Citazione di: Panzabianca il 11 Set 2013, 12:11
però l'atteggiamento in campo sembra quello di una borderlinea appena uscita da una seduta di psicoterapia.Costantemente sul ciglio del baratro...e della crisi di nervi. Mi inquieta. Cmq è largamente la più forte, tant'è che si fanno scommesse sull'esito di una sua eventuale partita contro un uomo.
L'altro giorno ho fatto le due per vedere Djokovic - Nadal e certo Nadal è quasi imbattibile soprattutto di testa. Nel terzo set in cui Djokovic sembrava essere partito benissimo, lo spagnolo, spesso in grande difficoltà, alla fine ha resistito e vinto.

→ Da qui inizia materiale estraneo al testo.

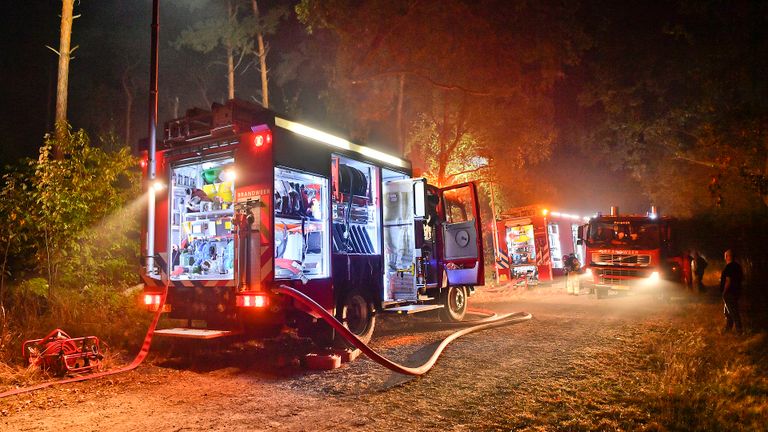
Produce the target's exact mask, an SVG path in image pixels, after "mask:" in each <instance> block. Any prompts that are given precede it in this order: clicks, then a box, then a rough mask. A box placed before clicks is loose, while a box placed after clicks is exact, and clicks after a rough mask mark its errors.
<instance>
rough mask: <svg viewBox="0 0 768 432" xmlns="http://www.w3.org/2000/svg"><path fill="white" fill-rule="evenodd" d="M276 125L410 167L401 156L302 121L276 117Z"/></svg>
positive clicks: (386, 161) (330, 143)
mask: <svg viewBox="0 0 768 432" xmlns="http://www.w3.org/2000/svg"><path fill="white" fill-rule="evenodd" d="M275 125H276V126H279V127H281V128H283V129H286V130H289V131H291V132H294V133H297V134H299V135H303V136H305V137H307V138H310V139H313V140H315V141H319V142H321V143H323V144H327V145H329V146H332V147H336V148H340V149H344V150H350V151H353V152H355V153H359V154H361V155H363V156H367V157H369V158H371V159H375V160H378V161H381V162H386V163H388V164H391V165H394V166H399V167H401V168H408V167H410V163H409V162H407V161H405V160H403V159H400V158H399V157H396V156H392V155H389V154H386V153H384V152H381V151H379V150H375V149H372V148H370V147H366V146H361V145H359V144H355V143H353V142H350V141H347V140H345V139H344V138H339V137H337V136H334V135H331V134H329V133H326V132H323V131H321V130H318V129H315V128H311V127H309V126H305V125H303V124H301V123H297V122H294V121H290V120H286V119H283V118H280V117H275Z"/></svg>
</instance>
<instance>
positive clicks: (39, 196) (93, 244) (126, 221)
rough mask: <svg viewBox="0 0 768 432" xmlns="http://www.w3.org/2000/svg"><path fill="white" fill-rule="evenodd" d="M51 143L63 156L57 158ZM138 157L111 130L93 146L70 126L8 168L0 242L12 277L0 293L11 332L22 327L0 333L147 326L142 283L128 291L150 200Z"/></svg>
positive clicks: (7, 270)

Ho spento.
Se nasci tennista vuoi diventare McEnroe (mio mito giovanile) o sua maestà Roger Federer poi però Nadal arriva sempre. Pazzesco.
Azarenka non è da meno, non si contano le partite in cui è andata fuori di testa e perso incomprensibilmente. La carica agonistica, l'essere "a casa", la tensione di punti giocati tutti sul filo di lana.
Quella psicopatia è l'emblema dello sport, per me.
Nadal è imbattibile perchè il suo gioco, imho, è quello di essere muro: ribattere tutto, in ogni modo (anche con colpi a volte notevoli) e sperare nell'errore dell'avversario.